Depremin en yıkıcı olduğu illerin başında gelen Kahramanmaraş'ta depremin ardından en çok ihtiyaç duyulan konulardan birisi sağlık hizmetleri oldu. Enkaz altından çıkan binlerce yaralıya yardım etmek için canla başla mücadele eden Sağlık Bakanlığı'na en büyük desteği Türk Silahlı Kuvvetleri verdi. Depremin hemen ardından hazırlanan eylem planı ile Seyyar Sahra Hastanesi bölgeye sevk edildi. Normal şartlarda kurulumu 3 gün süren hastane Mehmetçik'in gayreti ile 11 saatte hazır hale getirildi, 12. saatte ise vatandaşa hizmet vermeye başladı.

ANKARA'DAN 10 ASKERİ UZMAN TABİP

Ankara'dan toplam 10 askeri uzman tabip, 27 yardımcı hizmet personeli ile toplam 74 kişilik ekip Necip Fazıl Kısakürek Devlet Hastanesi bahçesinde millete el uzattı. Aynı anda 2 ameliyatın yapılabileceği sahra hastanesinde, bir yoğun bakım, 2 adet acil, bir radyoloji ünitesi ve ile her türlü tahlilin yapılabileceği laboratuvar bulunuyor. Azerbaycan'dan gelen uzman tabip asker ve hemşire de hastane hizmet süreçlerinde destek veriyor. Sahra hastanesinde Yeni Şafak'ın sorularını cevaplayan komutanlar "Deprem haberini alır almaz Mili Savunma Bakanımız tarafından verilen direktifle Sağlık Bakanlığı ile hızla koordine olarak sahra hastanesini hızlıca kurduk ve hizmete açtık" diyor.

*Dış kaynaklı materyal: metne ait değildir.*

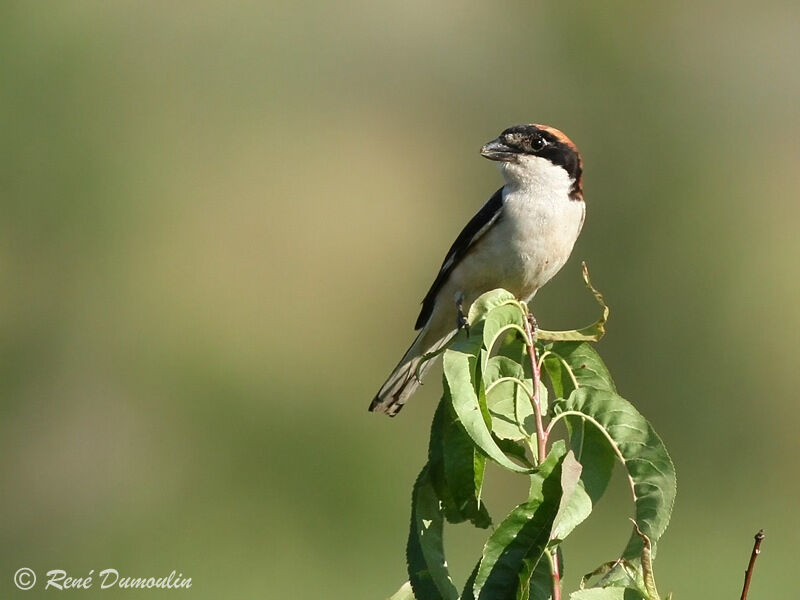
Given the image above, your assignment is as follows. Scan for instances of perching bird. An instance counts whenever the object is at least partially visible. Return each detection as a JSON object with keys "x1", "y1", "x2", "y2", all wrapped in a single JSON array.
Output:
[{"x1": 369, "y1": 125, "x2": 585, "y2": 417}]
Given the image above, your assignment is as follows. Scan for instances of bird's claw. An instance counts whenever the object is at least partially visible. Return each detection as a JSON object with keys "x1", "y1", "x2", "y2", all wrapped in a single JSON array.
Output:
[
  {"x1": 528, "y1": 313, "x2": 539, "y2": 339},
  {"x1": 456, "y1": 302, "x2": 469, "y2": 337}
]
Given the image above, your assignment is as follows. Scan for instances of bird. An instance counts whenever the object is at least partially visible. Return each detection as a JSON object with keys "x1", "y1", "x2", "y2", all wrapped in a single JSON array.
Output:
[{"x1": 369, "y1": 124, "x2": 586, "y2": 417}]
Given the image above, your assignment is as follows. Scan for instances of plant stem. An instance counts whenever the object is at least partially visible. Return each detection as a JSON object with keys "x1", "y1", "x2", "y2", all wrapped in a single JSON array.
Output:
[
  {"x1": 550, "y1": 550, "x2": 561, "y2": 600},
  {"x1": 741, "y1": 529, "x2": 765, "y2": 600},
  {"x1": 525, "y1": 313, "x2": 547, "y2": 464}
]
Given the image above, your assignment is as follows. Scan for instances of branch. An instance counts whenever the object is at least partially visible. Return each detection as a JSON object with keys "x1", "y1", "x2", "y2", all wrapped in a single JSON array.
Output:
[
  {"x1": 523, "y1": 312, "x2": 547, "y2": 464},
  {"x1": 741, "y1": 529, "x2": 766, "y2": 600}
]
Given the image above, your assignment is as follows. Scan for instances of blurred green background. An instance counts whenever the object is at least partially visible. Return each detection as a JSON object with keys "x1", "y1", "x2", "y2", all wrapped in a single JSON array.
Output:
[{"x1": 0, "y1": 0, "x2": 800, "y2": 600}]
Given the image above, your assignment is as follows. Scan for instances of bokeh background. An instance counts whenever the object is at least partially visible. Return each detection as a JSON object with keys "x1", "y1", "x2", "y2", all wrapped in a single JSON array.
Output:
[{"x1": 0, "y1": 0, "x2": 800, "y2": 599}]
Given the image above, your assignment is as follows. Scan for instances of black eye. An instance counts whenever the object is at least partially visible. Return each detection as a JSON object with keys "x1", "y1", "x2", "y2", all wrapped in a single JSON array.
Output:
[{"x1": 531, "y1": 135, "x2": 547, "y2": 152}]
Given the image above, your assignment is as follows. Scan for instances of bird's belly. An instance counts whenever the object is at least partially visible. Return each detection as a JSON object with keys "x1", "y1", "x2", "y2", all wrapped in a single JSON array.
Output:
[{"x1": 452, "y1": 195, "x2": 584, "y2": 304}]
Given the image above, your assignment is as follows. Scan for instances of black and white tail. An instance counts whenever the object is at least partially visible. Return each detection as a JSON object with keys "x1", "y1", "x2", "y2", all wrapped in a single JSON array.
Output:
[{"x1": 369, "y1": 329, "x2": 449, "y2": 417}]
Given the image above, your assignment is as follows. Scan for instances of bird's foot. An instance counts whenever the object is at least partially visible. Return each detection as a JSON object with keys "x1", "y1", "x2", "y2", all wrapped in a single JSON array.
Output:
[
  {"x1": 456, "y1": 299, "x2": 469, "y2": 337},
  {"x1": 528, "y1": 313, "x2": 539, "y2": 339}
]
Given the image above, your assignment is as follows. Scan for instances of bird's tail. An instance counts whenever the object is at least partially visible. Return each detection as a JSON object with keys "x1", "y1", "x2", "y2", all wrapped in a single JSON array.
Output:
[{"x1": 369, "y1": 329, "x2": 450, "y2": 417}]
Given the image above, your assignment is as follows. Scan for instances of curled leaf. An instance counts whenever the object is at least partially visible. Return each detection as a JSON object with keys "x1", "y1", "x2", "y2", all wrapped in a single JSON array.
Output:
[{"x1": 536, "y1": 262, "x2": 611, "y2": 342}]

12. SAATTE HASTA KABULÜNE BAŞLADIK

Emir alır almaz 16 tırla yola çıkıp bölgeye geldiklerini belirten komutanlar, "Bu hastane normal şartlarda 3 günde kurulabilir, ama biz 11 saat gibi kısa bir sürede kurduk. 12.saatte hasta kabulüne başladık. Askeri sağlık sistemleri içerisinde doğal afet alanında bu kadar kısa bir süre içerisinde seyyar hastane kuran aşka bir ülke yoktur" ifadelerini kullanıyor ve ekliyor: "Tam sterilize bir ortamda 21 anestezili ameliyat, 37 küçük lokal cerrahi işlem yaptık. Bin 223 hastayı muayene ettik. Sahra hastanesinde 2 acil ünitesi, bir yoğun bakım ünitesi, bir ameliyathane var ama aynı anda iki ameliyat yapabiliyoruz. Radyoloji ve laboratuvar ünitelerimiz var. Burası tam teşekküllü bir sağlık kompleksi. Yanık, apandisit, omurga kırığı ortopedik ameliyatlar kırık ameliyatları yapıldı."

ALLAH ASKERİMİZDEN RAZI OLSUN

Sakarya 7'nci Komando Tugay Komutanlığınca kurulan çadır kentte, depremzedelerin tüm ihtiyaçları karşılanıyor. AFAD ve Kızılay'dan temin edilen 510 çadır, komandolar tarafından kısa sürede hazır hale getirilerek, vatandaşların hizmetine sunuldu. İçerisinde market, sahra hastanesi, giyim mağazası, mescit ile kütüphane bulunan çadır kentte şu anda 3 bin 200 depremzede barınıyor. Çadır kentin sakinlerinden Elif Eğceoğlu, "Allah askerlerimizden razı olsun. Teşekkürümüz bile yetmez onlara. Onların sayesinde burada güvenli bir şekilde kalıyoruz" dedi.

ÇOCUKLARA DOĞUM GÜNÜ PARTİSİ

Askerlerimiz, travmayı atlatmaları için köylerde çocukların doğum günlerini kutladı. Komutan şu ifadeleri "Biz çocukların doğum günlerini de kutladık. Bir köyümüzdeki çölyak hastası olan bir çocuğumuza helikopterle özel yiyecekler götürdük" dedi.

CAN İLKOKULU

Gaziantep'in İslahiye ilçesinde Mehmetçiğin kurduğu çadırlarda çocuklar, resim, boyama ve zeka oyunları gibi çeşitli etkinliklere katılıyor. Kurulan bir çadıra Can İlkokulu adı verildi.